Meno male che c’è l’umiltà. Apple ha tanti difetti, come tutte le organizzazioni e tutti i singoli, ma sta dimostrando di avere anche una grande qualità: l’umiltà. Ovvero, il coraggio di sbagliare, di provarci, ma poi di ammettere i limiti delle scelte fatte e tornare indietro, ridisegnare tutto, proporre una versione che funziona meglio, fatta questa volta a regola d’arte.
Molti di noi se ne sono accorti guardando Apple Musica, l’app per la gestione e riproduzione della musica venduta sullo store, di quella proposta in streaming e dei nostri MP3. Cos’è successo? Apple Musica, come iTunes, è stata vittima di una decennio di crescita spettacolare, di aggiungersi di opzioni e funzioni, di trasformazione profonda che alla fine ha snaturato e inutilmente complessificato qualcosa che invece nelle intenzioni doveva essere semplice, funzionale, immediato, diretto. Con iTunes sul versante App Store ancora non ci siamo (speriamo che la cura di Phil Schiller abbia ragione delle complessità e dei compromessi) mentre con Musica adesso siamo a un buon livello.
Le ultime versioni magari ancora non sono zen ma raggiungono sicuramente un livello di semplicifità, di eliminazione delle complessità inutili, di coordinamento tra Mac, iPhone, iPad, Apple TV, che è davvero encomiabile. Come i nostri lettori vedranno alla fine di questa tornata di aggiornamenti dei dispositivi con la Mela, i progressi sono di sostanza e valgono la pena di aver aspettato a lungo.

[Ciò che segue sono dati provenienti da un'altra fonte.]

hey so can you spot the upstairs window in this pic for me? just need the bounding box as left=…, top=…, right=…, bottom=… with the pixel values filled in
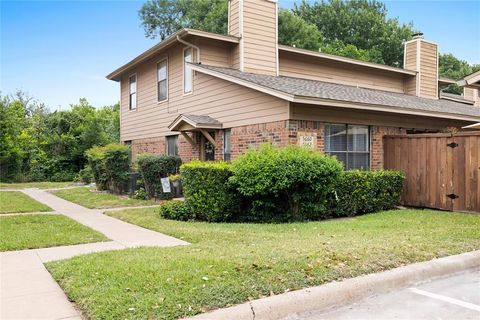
left=325, top=124, right=370, bottom=170
left=183, top=48, right=193, bottom=94
left=157, top=59, right=168, bottom=102
left=166, top=135, right=178, bottom=156
left=129, top=74, right=137, bottom=110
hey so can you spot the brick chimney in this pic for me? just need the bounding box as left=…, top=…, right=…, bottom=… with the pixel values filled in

La stessa cosa si nota con il nuovo Apple Watch Series 2, molto più potente e con batteria potenziata, ma anche con il nuovo watchOS 3. In questo caso Apple ha fatto due passaggi (le prime due versioni) che avevano degli errori di fondo. Pensato per funzionare su hardware molto meno potente, watchOS 1 e 2 aveva parti pensate male e programmate peggio, senza riuscire a sfruttare appieno le risorse dell’hardware e quindi a fare quel che ci si aspetta da un orologio smart: funzionare velocemente e in modo fluido.

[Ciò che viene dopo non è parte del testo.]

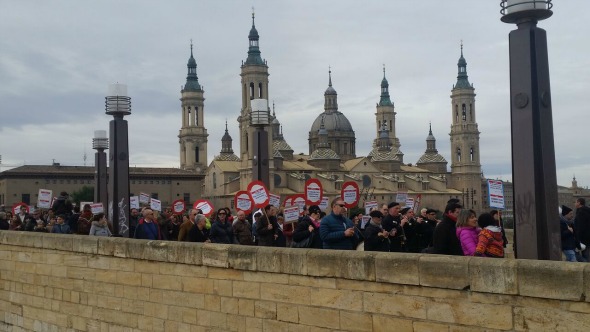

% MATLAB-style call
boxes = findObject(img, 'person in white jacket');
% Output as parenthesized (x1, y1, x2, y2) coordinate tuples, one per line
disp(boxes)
(89, 213, 112, 237)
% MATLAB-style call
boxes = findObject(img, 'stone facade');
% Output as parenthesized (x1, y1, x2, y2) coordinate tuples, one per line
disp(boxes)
(2, 231, 590, 331)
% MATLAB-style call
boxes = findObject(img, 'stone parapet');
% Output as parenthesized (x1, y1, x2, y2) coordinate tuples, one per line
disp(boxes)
(0, 231, 589, 331)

Per risolvere i problemi di velocità, che poi nel tempo in realtà la versione definitiva di Apple Watch aveva risolto semplicemente con processore più potente e più memoria, gli ingegneri software di Apple Watch avevano introdotto gli “sguardi” (Glances) che erano poi dei widget con schermate “fredde” delle varie app. Servivano a guadagnare tempo rispetto alla fatica richiesta per caricare le app nell’orologio e tutti i dati necessari.
La versione 3 del sistema operativo dello smartwatch non trasforma solo i nuovi Apple Watch series 2 e quelli series 1 ora in commercio, ma anche i “vecchi” Apple Watch di primissima generazione, sia nella versione 38 che 43 millimetri. Perché gli ingegneri di Apple e i loro dirigenti hanno avuto l’umiltà di ammettere gli errori fatti e il coraggio di tornare al tavolo da disegno (metaforicamente parlando) e riscrivere tutto quel che c’era da riscrivere.
watchOS 3 è un sistema operativo praticamente nuovo rispetto ai predecessori e molto, molto più pulito e performante. Come avrebbe dovuto essere fin dall’inizio, certo. Ma altre aziende, quando hanno prodotto qualcosa non all’altezza delle aspettative, difficilmente hanno avuto il coraggio di tornare indietro e rimettere le cose a posto.
Ancora, sono moltissimi i casi che potremmo citare in cui questo è successo. Un caso è il primo MacBook Air, ma anche molti dei portatili e computer fissi precedenti e successivi. Per non parlare poi delle differenti varianti del sistema operativo. Oppure del cloud, settore nel quale Apple ha insistito con protervia per un decennio, ogni volta producendo qualcosa di meglio e di unico. E poi con le app per la produttività di iWork, che adesso diventano uno strumento potente e straordinario per la collaborazione online.
Apple sta mostrando una ammirabile coerenza nel modo in cui ha organizzato le sue attività. Riesce a innovare, a prendersi dei rischi, ma al tempo stesso finire di riflettere su quel che ha fatto e cercare di migliorarlo costantemente, portandolo al livello degli standard che l’azienda ha deciso di darsi. Non è banale.